Let $V$ be a topological vector space.

Inspired by this list

• Every inner-product induces a (unique?) norm
• Every norm induces a (unique?) metric
• Every metric induces a (unique?) uniform structure
• Every uniform structure induces a (unique?) topology,

I'm trying to complete the list

• $V$ admits an inner-product iff ???
• $V$ admits a norm iff it is Hausdorff and has a convex bounded neighborhood of zero (Kolmogorov's theorem)
• $V$ admits a metric iff it is Hausdorff and has a countable base of neighborhoods of zero
• $V$ admits a (unique) uniform structure, for free

and the list

• $V$ is a Euclidean space iff ???
• $V$ is a Hilbert space iff it has a complete inner-product and the scalars are $\Bbb R$ or $\Bbb C$
• $V$ is a Banach space iff it has a complete norm and the scalars are $\Bbb R$ or $\Bbb C$
• $V$ is a ??? iff it has a complete metric

Namely, what are equivalent conditions for $V$ to admit an inner-product? How do Euclidean spaces $\textbf{R}^n$ fit into this scheme? Does $V$ have a special name when it has a complete metric, or are these spaces not important enough? In the first list, is the induced structure always unique?

Answer 1

I'll assume TVS includes that $X$ is $T_1$ (so Tychonoff) Some random relevant facts:

A normed space $(X,||.||)$ has its norm induced by an inner product iff the paralellogram law holds:

$$\forall x,y \in X: 2||x||^2 + 2||y||^2 = ||x-y||^2 +||x+y||^2$$

e.g. see this question and its answers. The inner product is uniquely determined by the norm.

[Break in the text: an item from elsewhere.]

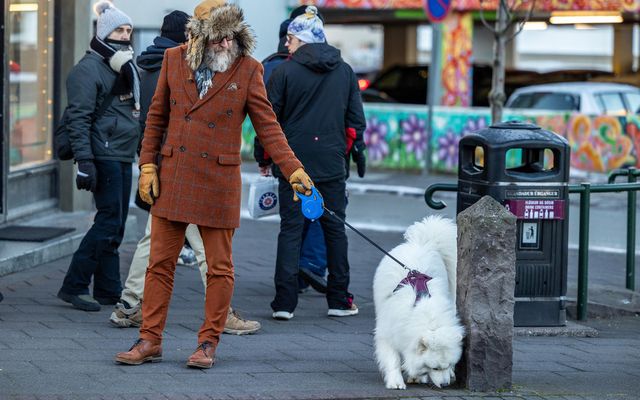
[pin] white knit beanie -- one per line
(109, 18)
(308, 27)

A TVS is normable iff it is locally convex and it has a base at $0$ of bounded sets (in the sense that $A$ is bounded iff for every neighbourhood $V$ of $0$ there is some scalar $c$ with $A \subseteq cV$). See any good textbook. The norm can always be scaled etc. so it's not quite unique.

$V$ is a Euclidean space iff it has finite dimension (if the scalar field is $\mathbb{R}$ or $\mathbb{C}$, of course).

A TVS that has a complete and compatible metric is called a Fréchet space. They can be topologically characterised by $V$ with a countable local base at $0$ which is also uniformly complete in the induced uniformity. See these notes for more info.

The uniformity on $V$ is never unique (but it exists for all $T_1$ TVS's). Spaces with unique uniformities are "almost-compact" and TVS's never are.